Boarding began 30 minutes before our 10pm departure, which was a good sign. We got ensconced in seats 3a and c and found the 6 rows alternating between two and one seat on either side. However, boarding was via the back and front, and those boarding the latter, walked through business class, so it was impossible to relax, or for the crew to serve welcome drinks. At one point, the queue came to a standstill for around 10 minutes, but it wasn’t immediately clear what was causing the hold up. Eventually a particularly harassed cabin crew member, who looked as though she was about to burst into tears, began bringing cases from the back into the business class overhead lockers, despite the fact that not all BC passengers had taken their seats.

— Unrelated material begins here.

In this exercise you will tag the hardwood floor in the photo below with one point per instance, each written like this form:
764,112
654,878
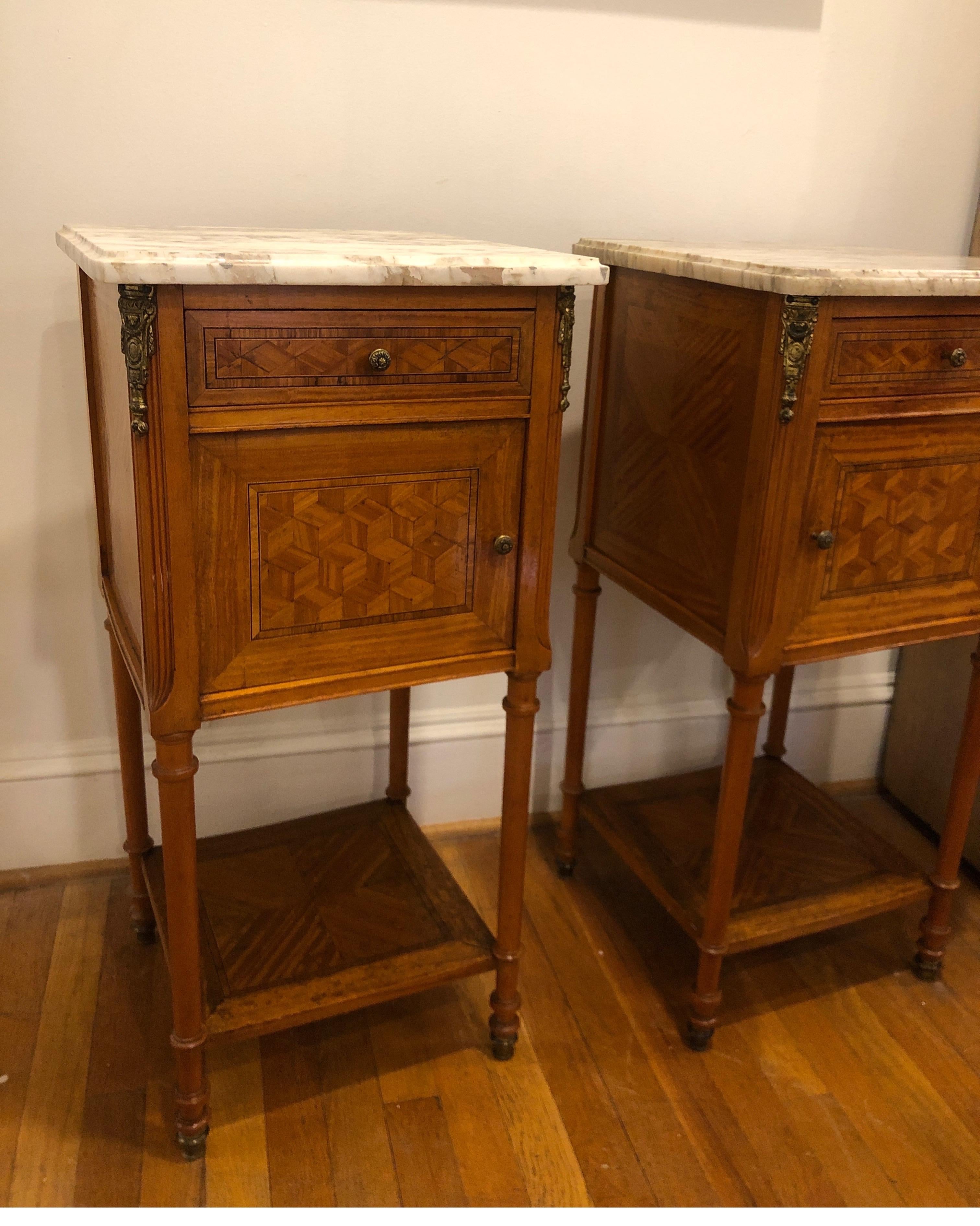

Boarding continued slowly and after a lull, three passengers finally arrived well past the take-off time, and we left 40 minutes late.
30 minutes after take-off, our orders for main courses were taken, but despite the fact we were in the middle of the cabin, we were told as all the previous passengers had chosen fish, only beef was left. I said we’d still not had a drink, and was told that welcome drinks were not available on this flight, and that I had a bottle of water. This was not the type of drink I was referring to.
The meal was eventually served an hour into the flight and consisted of a vegetable quiche, beef strips with rice, an excellent chocolate mousse and a large pack of crackers to accompany a small tub of rather runny soft cheese. We had sparkling wine, but in the absence of top ups being offered, had to continually ask for a refill. Coffee was also served, but all in all, it was a very disappointing service, which lacked any charm.
The Captain’s announcement apologised for the delay, explaining it was caused by having to offload luggage due to excess weight. When I asked the crew if the relevant passengers had been told their luggage had been removed, the flustered crew member said she didn’t know but explained that several TAP employees were flying as passengers, and that it would likely be their bags. Apparently excess weight is a big issue when flying out of Sāo Tomé, but bearing this in mind, nothing seems to be being done to address it.
The inflight entertainment had a reasonable choice and we both found a film to watch before bedding down for the overnight flight. I was sleeping so well my husband didn’t wake me for the light snack offered an hour before landing. It was a good call – an extra hour of sleep was better than a rubbery omelette.
Having landed in Lisbon there was no connected walkway, and our jackets were packed ready to be donned on arrival at Heathrow. The bus took forever, and having got into the transit area and asked where the business class lounge was, we were told rather abruptly that we would need to go into the Schengen area and clear immigration as we were in the international zone. We decided not to bother in the time allowed and, as there was nothing open in terms of shops or bars, resorted to an expensive packet of crisps from a vending machine.
Although we arrived at Heathrow, our bags didn’t. Having seen non business class passengers collect their luggage, my conspiracy theory is that the crew bags which were removed would have been labelled priority, as were ours, and therefore they had been taken off in Sāo Tomé.
We reported the loss before we left the airport and had a chilly journey home with no coats to put on. Two days later, one bag arrived after a passenger spotted it all alone on a carousel, phoned us to confirm it was missing, and kindly delivered it to lost baggage. After much angst and frustration in dealing with TAP, my bag was delivered by courier a week after I landed.